Zielsetzung ist es, eine Balance zwischen Qualität, Kosten, sozialer Verantwortung und Umweltschutz zu schaffen. Die Umsetzung erfolgt durch eine Kombination von nachhaltigen Richtlinien (z. B. nachhaltige Beschaffungsrichtlinien), Audits (z. B. ISO 14 001 Nachhaltigkeitsaudits und -Zertifikate), Lieferantenauswahl (z. B. Lieferantenkodex,) und Schulungen (z. B. Ethik- und Compliance-Programme). Diesbezüglich tragen Indikatoren, wie CO2-Emissionen, Transparenzindex und Recyclingquoten, dazu bei, dass ethische Standards eingehalten, Fortschritte gemessen sowie Verfahrensweisen weiterentwickelt werden.
Wertemanagement
In diesem Zusammenhang kommt dem Wertemanagement sowohl im Krankenhaus als auch in Einkauf und Logistik eine zunehmende Aufmerksamkeit und Bedeutung zu. Wertemanagement umfasst dabei die systematische Entwicklung, Förderung und Integration von ethischen Grundsätzen und gesellschaftlichen Werten (z. B. Autonomie und Selbstbestimmung, Gerechtigkeit und Chancengleichheit, Transparenz und Nachhaltigkeit) in die Unternehmenskultur, Leistungserbringung und Entscheidungsfindung im Krankenhaus. Ziel ist es, dass alle Zielsetzungen, Aktivitäten, Prozesse und Strategien mit den grundlegenden Werten der Organisation sowie ethischen Standards und gesellschaftlichen Anforderungen im Einklang (Compliance) stehen und eine transparente und fördernde Wirkung auf die Einstellungen und das Verhalten der Mitarbeiter sowie die Außenwirkung haben.
Eine klare Kommunikation, Kooperation und langfristige Planung sind hierbei der Schlüssel, um dieses Spannungsfeld erfolgreich zu navigieren.

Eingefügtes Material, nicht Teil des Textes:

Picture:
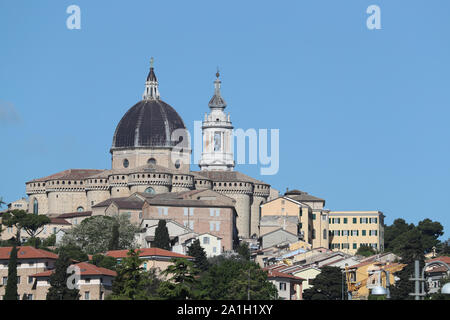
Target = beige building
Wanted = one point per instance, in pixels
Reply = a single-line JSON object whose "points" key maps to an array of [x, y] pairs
{"points": [[299, 213], [351, 229], [146, 159]]}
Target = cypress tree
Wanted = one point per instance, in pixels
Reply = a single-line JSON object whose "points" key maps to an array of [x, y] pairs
{"points": [[58, 281], [162, 239], [114, 245], [197, 251], [11, 285]]}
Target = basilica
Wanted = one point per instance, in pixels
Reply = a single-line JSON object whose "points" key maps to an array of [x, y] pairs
{"points": [[143, 162]]}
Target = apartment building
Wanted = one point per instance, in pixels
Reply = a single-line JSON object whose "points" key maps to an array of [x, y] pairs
{"points": [[349, 230]]}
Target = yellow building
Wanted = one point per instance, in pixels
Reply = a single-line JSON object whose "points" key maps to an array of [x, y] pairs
{"points": [[363, 277], [351, 229]]}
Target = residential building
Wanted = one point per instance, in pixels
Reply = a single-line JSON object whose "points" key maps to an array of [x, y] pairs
{"points": [[350, 229], [95, 283], [289, 287]]}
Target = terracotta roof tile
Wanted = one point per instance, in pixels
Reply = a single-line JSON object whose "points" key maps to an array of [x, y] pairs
{"points": [[27, 253], [147, 252]]}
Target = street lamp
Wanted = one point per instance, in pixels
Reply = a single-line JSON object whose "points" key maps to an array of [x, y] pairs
{"points": [[446, 288]]}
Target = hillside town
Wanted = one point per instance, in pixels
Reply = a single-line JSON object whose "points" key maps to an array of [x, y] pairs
{"points": [[152, 228]]}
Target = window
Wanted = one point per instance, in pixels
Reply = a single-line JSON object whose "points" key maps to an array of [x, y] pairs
{"points": [[35, 206], [150, 190], [217, 141]]}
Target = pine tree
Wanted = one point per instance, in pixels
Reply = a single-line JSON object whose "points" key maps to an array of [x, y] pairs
{"points": [[162, 239], [197, 251], [114, 245], [11, 285], [58, 281]]}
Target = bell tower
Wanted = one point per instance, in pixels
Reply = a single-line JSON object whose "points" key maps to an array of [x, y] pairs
{"points": [[217, 132]]}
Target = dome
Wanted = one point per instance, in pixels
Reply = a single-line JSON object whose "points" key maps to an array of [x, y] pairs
{"points": [[149, 123]]}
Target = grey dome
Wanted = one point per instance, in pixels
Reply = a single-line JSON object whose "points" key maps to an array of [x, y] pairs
{"points": [[149, 123]]}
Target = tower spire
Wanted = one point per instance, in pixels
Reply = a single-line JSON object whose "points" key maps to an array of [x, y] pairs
{"points": [[217, 101], [151, 84]]}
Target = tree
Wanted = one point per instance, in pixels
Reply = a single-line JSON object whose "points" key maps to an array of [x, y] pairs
{"points": [[115, 238], [132, 281], [327, 285], [11, 284], [365, 251], [181, 281], [59, 290], [14, 219], [162, 239], [104, 261], [235, 279], [94, 235], [73, 252], [197, 251], [244, 251]]}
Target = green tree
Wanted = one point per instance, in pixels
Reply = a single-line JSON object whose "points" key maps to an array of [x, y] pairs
{"points": [[365, 251], [14, 219], [235, 279], [11, 284], [94, 235], [197, 251], [132, 281], [328, 285], [244, 251], [162, 239], [181, 281], [115, 238], [104, 261], [59, 290]]}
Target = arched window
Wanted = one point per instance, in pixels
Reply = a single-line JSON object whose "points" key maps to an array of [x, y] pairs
{"points": [[150, 190], [35, 206]]}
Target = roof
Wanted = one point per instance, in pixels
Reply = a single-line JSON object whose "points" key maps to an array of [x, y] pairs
{"points": [[277, 274], [27, 253], [75, 215], [302, 196], [70, 174], [86, 269], [441, 258], [228, 176], [147, 252], [149, 123], [59, 221]]}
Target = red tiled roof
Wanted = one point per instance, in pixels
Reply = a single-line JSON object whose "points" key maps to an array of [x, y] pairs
{"points": [[59, 221], [278, 274], [441, 258], [147, 252], [86, 269], [75, 214], [27, 253]]}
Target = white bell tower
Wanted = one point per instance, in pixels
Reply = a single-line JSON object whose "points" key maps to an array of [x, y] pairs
{"points": [[217, 132]]}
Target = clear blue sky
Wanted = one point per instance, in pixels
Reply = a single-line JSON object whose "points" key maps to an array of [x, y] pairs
{"points": [[363, 114]]}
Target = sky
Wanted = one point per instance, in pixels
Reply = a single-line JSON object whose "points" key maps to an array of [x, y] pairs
{"points": [[362, 114]]}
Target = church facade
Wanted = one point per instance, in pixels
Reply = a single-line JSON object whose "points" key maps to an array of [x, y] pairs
{"points": [[143, 161]]}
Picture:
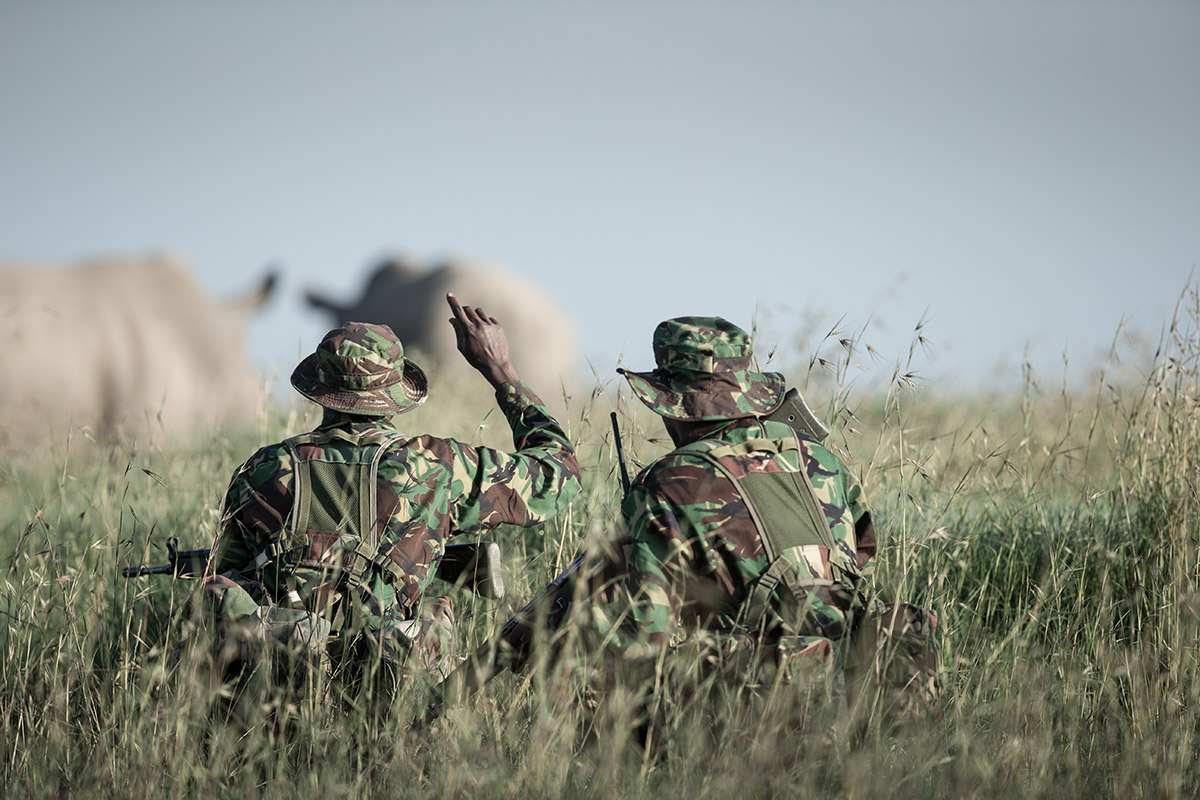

Im Dreiklang zum Ausgleich
Die rechtlich-ökonomische Ausrichtung (z. B. Vermeidung von Folgekosten von Pannen und Unfällen, Verbesserung des eigenen Images) und die Werte- und Ethik-Orientierung (z. B. nachhaltiger Ressourceneinsatz, Patienten- und Mitarbeiterwohl) im Krankenhaus sind oft unterschiedlich gelagert, aber nicht unvereinbar. Während die rechtlich-ökonomische Perspektive auf Kosten, Effizienz und die Einhaltung von Vorschriften fokussiert ist, steht bei der ethischen Perspektive das Wohl der Patienten sowie Mitarbeiter und moralische Prinzipien im Vordergrund. Durch eine integrative Herangehensweise, die beide Dimensionen miteinander in Einklang bringt, können Krankenhäuser sicherstellen, dass sie sowohl wirtschaftlich stabil als auch ethisch verantwortungsvoll agieren. Eine klare Kommunikation, Kooperation und langfristige Planung sind hierbei der Schlüssel, um dieses Spannungsfeld erfolgreich zu navigieren.